In the Gospel of John it may seem that the Father, the Son, and the Spirit are three separate persons. But when you come to the book of Revelation, John mixes up the divine Three of the Godhead. Revelation 1:4 speaks of the seven Spirits who are before His throne, and 4:5 speaks of the seven Spirits of God. Revelation 5:6 says that the seven Spirits of God are the seven eyes of the Lamb. Of course, the Lamb is the Son, the Second of the Godhead. So in Revelation the Third of the Godhead is the eyes of the Second. Is this one person or two?
Furthermore, Revelation 21:23-24a says that the Lamb is the lamp. God the Son, the Second of the Trinity, is the lamp, and God the Father, the First of the Trinity, is the light, the glory, within the lamp. Are the lamp and the light two separate persons? Some teachers say that the Father, the Son, and the Spirit are three separate persons. But John in his Revelation says that the Third is the eyes of the Second, and that the Second is the lamp with the First within as the light. These teachers separate the Father, the Son, and the Spirit as three persons. But the Bible, in the book of Revelation, reveals that the divine Three are inseparable and not separate. The Third is the eyes of the Second, and the Second is the lamp to contain the First as the light. Furthermore, this third One is also seven lamps. The second One is the unique lamp to contain the First as the light, and the third One is the seven lamps to express the Second. The seven lamps are the seven eyes of the Second of the Trinity, who is the unique lamp. This is the way the last book of the Bible talks about the Trinity.
What does it mean that the Third is the seven lamps as the seven eyes of the Second, who is the unique lamp to contain the First? It means the Third expresses the Second and the Second expresses the First. We express ourselves very much by our eyes. Whether we like someone or not can be seen by the expression in the eyes. So the seven eyes of the Second mean the expression of the Second. The Third is the eyes of the Second, the Second is the lamp, the expression, of the First, and the Third is also the seven lamps, the expression, of the Second. The First is contained and expressed in the Second, and the Second is expressed in the Third.

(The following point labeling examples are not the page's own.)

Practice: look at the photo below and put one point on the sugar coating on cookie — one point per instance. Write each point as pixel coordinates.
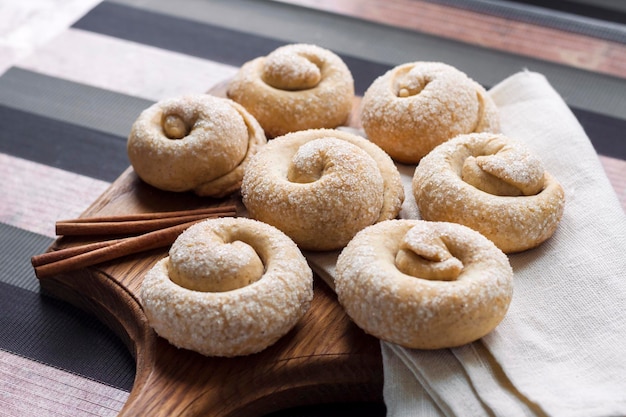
(295, 87)
(321, 186)
(424, 285)
(230, 287)
(416, 106)
(493, 184)
(196, 143)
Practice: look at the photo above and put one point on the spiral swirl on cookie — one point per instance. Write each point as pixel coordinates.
(295, 87)
(424, 285)
(416, 106)
(321, 186)
(196, 143)
(492, 184)
(229, 287)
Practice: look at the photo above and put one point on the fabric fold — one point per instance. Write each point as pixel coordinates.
(560, 351)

Revelation continues the Gospel of John to show us that in the Divine Trinity the Third is the eyes of the Second and the Second is the lamp to contain the First as the light. Furthermore, the Third is the seven lamps to express the Second, and the Second is the unique lamp to express the First. The First is expressed through the Second, and the Second is expressed through the Third in a sevenfold way. So the Three are one, not three separate persons. This is for the consummation of the divine dispensation.
Today both the Catholic Church and some of the Protestant denominations appreciate the Nicene Creed. They say this is the base of their faith. But at the time the Nicene Council was held in A.D. 325, seven books of the New Testament, including Hebrews, James, 2 Peter, 2 and 3 John, Jude, and Revelation, were not recognized as books of the Holy Scripture. The Nicene Creed says nothing about the seven Spirits of God, so it is not complete. These seven books, including the book of Revelation, were recognized seventy-two years later, in A.D. 397 in the Council of Carthage in North Africa. So we cannot accept the Nicene Creed as a complete revelation of the Divine Trinity.
The Spirit is the consummation of the Triune God, reaching His redeemed people and expressed in the lampstands, which signify the churches in this age (Rev. 1:11-12, 20; 2:7, 11, 17, 29; 3:6, 13, 22). The lampstand itself is the embodiment of the Divine Trinity dispensed into the members of Christ. What is the church? It is the expression of the Divine Trinity dispensed into God’s children. The definition of the church in Revelation is very high and deep. The church is not just a group of Christians, nor is it simply an organization of Christian believers, but it is the blending of the Divine Trinity who has been dispensed into all the believers.
In the lampstand you can see the Father, you can see the Son, and you can see the Spirit. The substance of the lampstand is gold. Gold in typology signifies the nature of God the Father. With the lampstand there is also a certain form. The lampstand is not just a piece of gold without a proper shape; it is a piece of gold shaped into a certain form. This means the gold is embodied into a shape, and the shape is God the Son. The substance is the Father, and the form is the Son. Furthermore, the lampstand has seven lamps for expression. The seven lamps are the seven Spirits of God (Rev. 4:5). So the substance is God the Father, the shape and form is God the Son, and the expression is God the Spirit. Such a lampstand is the church. This is not religion, nor is it any kind of “-anity.” This is not a matter of ethics or morality or natural thought or philosophy.
The church is the embodiment of the Triune God dispensed into us and blended within us. It is the Triune God dispensed into humanity and blended in humanity as one single entity (Rev. 22:17a). There is no separation. This is the Spirit as the consummation of the Triune God, reaching His redeemed, and this is the consummation of the divine dispensing in this age.